Ce qui m'a intéressé et qui fait le fil de l'histoire c'est le rapport chair/métal et la question de l'identité mais je suis d'accord avec nihil pour dire que c'est des idées poétiques voire psychologiques de la pire espèce et j'implore miséricorde, je ferai de mon mieux pour me corriger désormais.

ça va être très dur.





commentaire édité par Erruer le 2008-8-7 22:48:21
nihil

Pute : 1
void
    le 07/08/2008 à 23:19:04
MAIS NON pourquoi tu devrais te conformer à nos pauvres opinions de frustrés de littérature de gare ? Affirme-toi et rentre nous nos opinions dans la gueule. LA GUERRE? C4EST LA GUERRE §
Y a déjà assez de clones comme ça dans le coin.
Marquise de Sade

Pute : 0
    le 07/08/2008 à 23:27:01
"pourquoi tu devrais te conformer à nos pauvres opinions de frustrés de littérature de gare ?"

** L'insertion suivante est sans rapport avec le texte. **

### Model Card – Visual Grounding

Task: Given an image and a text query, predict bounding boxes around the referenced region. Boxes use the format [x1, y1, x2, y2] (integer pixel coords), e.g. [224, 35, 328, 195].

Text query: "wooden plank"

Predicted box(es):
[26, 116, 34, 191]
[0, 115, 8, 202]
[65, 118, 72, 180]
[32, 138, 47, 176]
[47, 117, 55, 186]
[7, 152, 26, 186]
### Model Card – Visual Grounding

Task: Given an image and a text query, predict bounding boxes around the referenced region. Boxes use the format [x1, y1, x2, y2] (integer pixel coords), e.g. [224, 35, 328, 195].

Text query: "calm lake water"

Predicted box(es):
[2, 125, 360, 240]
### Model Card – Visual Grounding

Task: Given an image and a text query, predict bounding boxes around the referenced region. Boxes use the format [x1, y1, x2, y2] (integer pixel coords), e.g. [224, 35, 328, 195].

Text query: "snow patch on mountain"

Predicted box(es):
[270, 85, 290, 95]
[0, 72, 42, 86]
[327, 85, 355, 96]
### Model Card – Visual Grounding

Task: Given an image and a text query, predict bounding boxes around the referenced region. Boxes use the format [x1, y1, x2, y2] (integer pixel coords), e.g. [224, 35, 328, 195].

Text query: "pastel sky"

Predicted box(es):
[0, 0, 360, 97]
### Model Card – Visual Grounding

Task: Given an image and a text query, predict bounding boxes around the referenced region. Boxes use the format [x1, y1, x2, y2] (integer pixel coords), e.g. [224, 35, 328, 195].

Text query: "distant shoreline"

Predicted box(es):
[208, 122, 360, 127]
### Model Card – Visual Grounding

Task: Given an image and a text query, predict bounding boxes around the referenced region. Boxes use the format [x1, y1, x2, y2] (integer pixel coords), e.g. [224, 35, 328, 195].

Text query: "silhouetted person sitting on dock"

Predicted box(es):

surtout celui de Nihil, c'est le pire de nous tous.
Erruer

Pute : 0
    le 07/08/2008 à 23:57:06
mais parce que j'ai eu envie de venir ici pour me tortiller hors de mes sentiers battus et de m'assouplir tel un guerrier d'élite réduit au massacre par des petits chefs sadiques.

sinon j'aurais été dans un beau salon virtuel.
nihil

Pute : 1
void
    le 08/08/2008 à 00:03:26
Quoi, qu'est-ce qu'il a notre salon ? T'aimes pas le sang de néerlandais sur les murs ? T'aimes pas les bocaux avec les foetus québecons ? Un problème avec le lustre en viande de ragondin ?
Erruer

Pute : 0
    le 08/08/2008 à 10:25:37
oh si c'est beau ! ce que j'aime surtout c'est les morceaux de Saint Con que vous gardez d'une année sur l'autre baignant dans un liquide inconnu, comme pot-pourri. C'est toujours plus raffiné un intérieur avec un pot-pourri.
Ce qui me gêne c'est les mouches dans les yeux, mais je m'y ferai. TOUTCEQUINEMED2TRUITPASMERENDPLUSFORT, hein !
Hag

Pute : 2
    le 23/08/2008 à 01:29:47
Même si le début m'a plus ennuyé qu'autre chose, le dernier paragraphe m'a quant à lui été plus agréable, avec même 2-3 expressions assez jolies et qui ne me font pas regretter ma lecture.
Même si c'est vrai que ça ne va nul part et que c'est loin d'être superbe, j'attends l'auteur sur un sujet de son choix, avec un peu plus de maîtrise ça peut tout à fait être très bon.